Daphne Merkin, New York Times Magazine, In social terms, regardless of its etiology, memory loss may be a way of coping with harsh reality. I have traced the etiology of this object the better to convey the irrational significance of its loss. If it enlarges it will occlude many of the pulmonary vessels which will result in a couple of things: (1) it will prevent alveoli from producing enough surfactant to maintain alveolar integrity resulting in alveolar collapse and the development of atelectasis and, (2) death, if this process is not halted and resolved.The scarf had been purchased in one of those tiny, exquisitely organized stores that can seduce you into thinking it matters less what you wear than how you accessorize what you wear, and the scarf came in just the noncolor colors that I like: mustard and khaki and taupe, shades of dun, nothing too vivid, yet subtly enlivening. It can either dissolve, continue to break up or grow larger. Once a clot is in the general circulation as an embolus, it goes through the right side of the heart and up into the pulmonary artery where it may lodge.

#Etiology vs pathology free

A thrombus will break free of it's connection to a vessel wall and travel, or become an embolus, due to any sudden trauma, a muscle spasm, changes in the inner blood vessel pressure, a change in the blood flow or the process of clot breakdown, which causes a piece, or pieces of the clot, to break away and enter into the circulation.

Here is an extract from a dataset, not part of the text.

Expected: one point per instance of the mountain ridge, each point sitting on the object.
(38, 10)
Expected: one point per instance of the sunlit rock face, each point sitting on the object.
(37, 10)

Pathophysiology: Thrombi, or blood clots, form as a result of vascular wall damage, venostasis or a breakdown in the normal mechanism of coagulation. The source of the thrombus can also be from a renal vein, hepatic vein, any of the upper extremities or even the heart. Sorry! I forgot to tie this into your pulmonary embolism.Įtiology: a dislodged thrombus, usually from a deep vein of the leg or pelvic area of the body. Just a note, because I am probably skipping ahead of your instructor here, but what nurses do with signs and symptoms in developing nursing diagnoses is a lot different than what doctors do with signs and symptoms in developing medical diagnoses. The whole kit and caboodle will be given a label: the nursing diagnosis. The cause will also be called the etiology and will relate to what is responsible for the appearance of those signs and symptoms. The effects will be the signs and symptoms you will pick up in the assessment process.

etiology vs pathology

This same logic of cause and effect is going to come up again when you start learning to determine nursing diagnoses for patients. Now, what is going wrong with the person's normal physiology in this condition? Where is the broken link(s) in the normal process? How do those broken links effect and result in the signs and symptoms you see in the patient? Or, where has the assembly line broken down, or is screwing up to result in the manifestations (signs and symptoms of the disease) that the doctor is seeing? Think first of the normal specific organ or body system functioning that should be going on that would make the person disease free. If the cause hadn't been encountered or if it was removed, the disease would never have appeared and might even disappear.Įffect: The pathophysiology, on the other hand, is the empirical science behind the disease process.

etiology vs pathology

In other words, if not for _ this condition wouldn't exist. Pathophysiology is the effect, or what occurs as a result.Ĭause: Think of the etiology as what has triggered the condition.